Actually, your thought on a timed Ajax test is an excellent idea. I'm not sure that is exactly what StackOverflow uses, but it checks periodically to see if other answers have been posted and shows the user, on an interval, if there are updates.

I think this is ideal for these reasons:

  • It's unobtrusive - the reader can easily ignore the update if they don't care
  • It won't waste bandwith - no reloading unless the user chooses to
  • It's informative - the user knows there's an update and can choose to act on it.

My take on how - have the ajax script send off the latest post id to a script that checks for new scripts. This script can query your database to see if there are any new posts, and how many there are. It can return this number. If there are new posts, show some (non modal) message including the number of updates, and let the user decide what to do about it.

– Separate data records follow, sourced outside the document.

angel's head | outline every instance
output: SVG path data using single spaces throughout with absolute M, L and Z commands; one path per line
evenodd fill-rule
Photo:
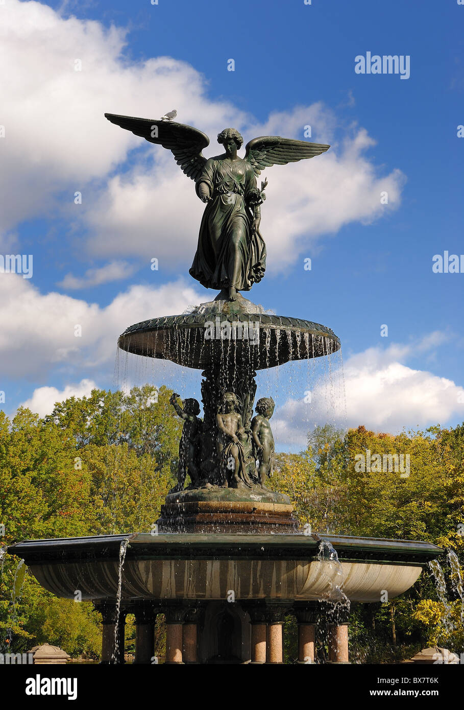
M 218 133 L 218 143 L 224 146 L 226 152 L 232 152 L 230 151 L 230 148 L 233 148 L 233 143 L 235 143 L 236 149 L 238 150 L 243 145 L 243 138 L 236 129 L 224 129 L 220 133 Z

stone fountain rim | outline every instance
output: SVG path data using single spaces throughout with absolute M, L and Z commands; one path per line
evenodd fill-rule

You can use the setInterval function in javascript.

here's a sample

setInterval("refresh function", milliseconds, lang);

You will use it passing a name to a function that actually refresh the page for the first param and the number of milliseconds between refresh for the second param (300000 for 5 minutes). The third parameter lang is optional

If the user would be interacting with the scores and clicking on things it would be a little rude to just refresh the page on them. I think doing something like a notification that the page has been updated would be ideal.

I would use jQuery and do an ajax call to the file on the server or something that will return the updated data. If it's newer than throw up a Growl message

Gritter - jQuery Growl System Demo of what a Growl is using Gritter

A Growl message would come up possibly with whatever was changed, new scores and then an option within that message to refresh and view the new results.